The parade route ended at the local cemetery and we would honor those who sacrificed for us. Then we'd return, pick up our barbecued chicken dinners from the fire department and went to Mom's house to chow down. Our little family reunion that grew more raucous with each new grandson.
I think of these things, more so this year perhaps, because I've recently been delving into Mom's favorite quilting shape and quilt -- the hexagon and the flower garden quilt. Receiving a copy of Peggy Rhodes and Julia Wood's "Quick and Easy Hexie Quilts" (published by AQS), started my march down memory lane. Seeing their cute patterns of long stemmed flowers or rail fence backgrounds reminded me that I had the pieces and unfinished body of a flower garden quilt that Mom started when I was still in high school and living at home. When confronted with how to finish the edges (straight or scalloped) and a shortage of yellow centers, she put it away to 'finish later.'
Her method of piecing hexies was by hand, right sides together and seaming two together. She did an excellent job and I'm hoping to finish what she started.
Until seeing her quilt, she'd felt far away. It has been several years since we were together. Since she died, I've rather let myself believe that we were only separated by distance, not by death, of course the truth was always at hand. But seeing the quilt, Mom was alive and well and sitting in her favorite chair with the quilt covering her lap as she concentrated on each stitch. I felt younger just looking at the quilt and remembering that time.... And then as I looked at the brightly pieced flowers I began seeing my life flash before me. The 4-H projects in the green print, my favorite culottes outfit in the pink print, her house dresses and a blouse I made for her. I am so blessed with this unfinished quilt top. I relish the beauty, the fact that each piece of fabric has been touched and caressed by the hands that soothed and cared for me.

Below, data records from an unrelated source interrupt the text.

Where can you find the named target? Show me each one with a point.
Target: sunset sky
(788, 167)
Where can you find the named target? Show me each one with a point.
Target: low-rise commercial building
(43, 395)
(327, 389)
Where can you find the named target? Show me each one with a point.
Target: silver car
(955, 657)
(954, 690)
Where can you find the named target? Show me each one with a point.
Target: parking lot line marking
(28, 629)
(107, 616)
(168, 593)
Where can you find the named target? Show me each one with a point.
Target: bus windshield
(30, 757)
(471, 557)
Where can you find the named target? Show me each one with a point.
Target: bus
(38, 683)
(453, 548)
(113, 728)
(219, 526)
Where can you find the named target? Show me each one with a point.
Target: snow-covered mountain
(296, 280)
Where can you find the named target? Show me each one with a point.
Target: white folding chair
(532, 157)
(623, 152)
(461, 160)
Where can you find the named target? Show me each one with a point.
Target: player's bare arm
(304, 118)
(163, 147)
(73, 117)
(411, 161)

|Our Theo photo bombing my effort to show you my |
hexies and the book with the innovative technique.
Another is innovative and seems more like origami than quilting. And instead of basting all around the piece, you just tack down each side with one stitch. It begins with circles and folds them into hexagons and whipstitch the individual hexies together. This is the technique developed by Peggy and Julia in their 'Quick and Easy Hexie Quilts' book. I don't feel like I should give you step by step for this technique, since it is in the book and they really would like to sell some books....

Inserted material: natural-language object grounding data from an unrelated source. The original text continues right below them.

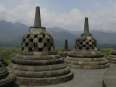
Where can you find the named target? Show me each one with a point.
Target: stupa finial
(86, 26)
(37, 21)
(66, 45)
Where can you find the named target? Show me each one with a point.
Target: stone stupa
(112, 57)
(38, 63)
(6, 79)
(109, 79)
(85, 55)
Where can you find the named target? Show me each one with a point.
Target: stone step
(42, 74)
(80, 66)
(37, 62)
(84, 62)
(31, 82)
(38, 68)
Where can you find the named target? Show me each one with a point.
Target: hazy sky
(68, 14)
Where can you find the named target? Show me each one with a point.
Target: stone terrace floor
(84, 78)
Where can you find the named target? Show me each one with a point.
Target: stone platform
(42, 69)
(86, 60)
(83, 78)
(110, 76)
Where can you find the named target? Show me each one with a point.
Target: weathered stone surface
(109, 79)
(85, 55)
(6, 79)
(112, 57)
(38, 63)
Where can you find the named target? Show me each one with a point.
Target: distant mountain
(11, 35)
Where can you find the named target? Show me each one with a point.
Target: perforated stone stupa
(38, 64)
(85, 55)
(6, 80)
(112, 57)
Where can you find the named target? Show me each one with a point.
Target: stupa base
(40, 70)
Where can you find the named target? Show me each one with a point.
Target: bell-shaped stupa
(39, 64)
(85, 55)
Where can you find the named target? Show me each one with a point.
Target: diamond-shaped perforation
(37, 42)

I thoroughly enjoyed the entire process and made a small flower for my kitchen table. I may add to it as I didn't finish the back. The technique is so perfect that the back looks almost as good as the front. Maybe more interesting with its multiple folds. I have included a link here for a pillow top that would be perfect using the Quick and Easy folded method, although the link includes a tutorial (not the greatest) for foundation piecing. Here's a link to a host of inspiring projects and use of hexies that had me drooling on the keyboard!

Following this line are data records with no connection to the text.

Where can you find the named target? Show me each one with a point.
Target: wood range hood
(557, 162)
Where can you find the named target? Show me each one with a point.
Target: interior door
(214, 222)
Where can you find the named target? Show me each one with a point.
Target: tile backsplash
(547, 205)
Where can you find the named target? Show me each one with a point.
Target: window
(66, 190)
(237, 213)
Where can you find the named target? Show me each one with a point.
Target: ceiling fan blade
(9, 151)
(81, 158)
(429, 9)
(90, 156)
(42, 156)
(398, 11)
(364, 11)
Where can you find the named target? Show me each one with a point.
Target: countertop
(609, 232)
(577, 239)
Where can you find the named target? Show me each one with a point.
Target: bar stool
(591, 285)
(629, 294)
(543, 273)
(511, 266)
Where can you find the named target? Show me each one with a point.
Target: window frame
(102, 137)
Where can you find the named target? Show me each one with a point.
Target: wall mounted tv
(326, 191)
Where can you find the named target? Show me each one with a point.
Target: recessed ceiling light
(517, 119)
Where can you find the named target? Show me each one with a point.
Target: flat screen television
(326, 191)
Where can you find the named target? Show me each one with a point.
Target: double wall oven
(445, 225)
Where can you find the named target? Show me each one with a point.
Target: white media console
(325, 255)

|My little folded hexie flower. I added another row |
alternating the light and the red fabrics. Even
my husband likes it!
May is giving way to June. And here in Florida, we will become more house bound or more addicted to air conditioning as the humidity and temperatures rise to a smothering height. The perfect quilting environment -- as long as the AC stays on!
Happy Hexies and hope you enjoy this summer and sewing!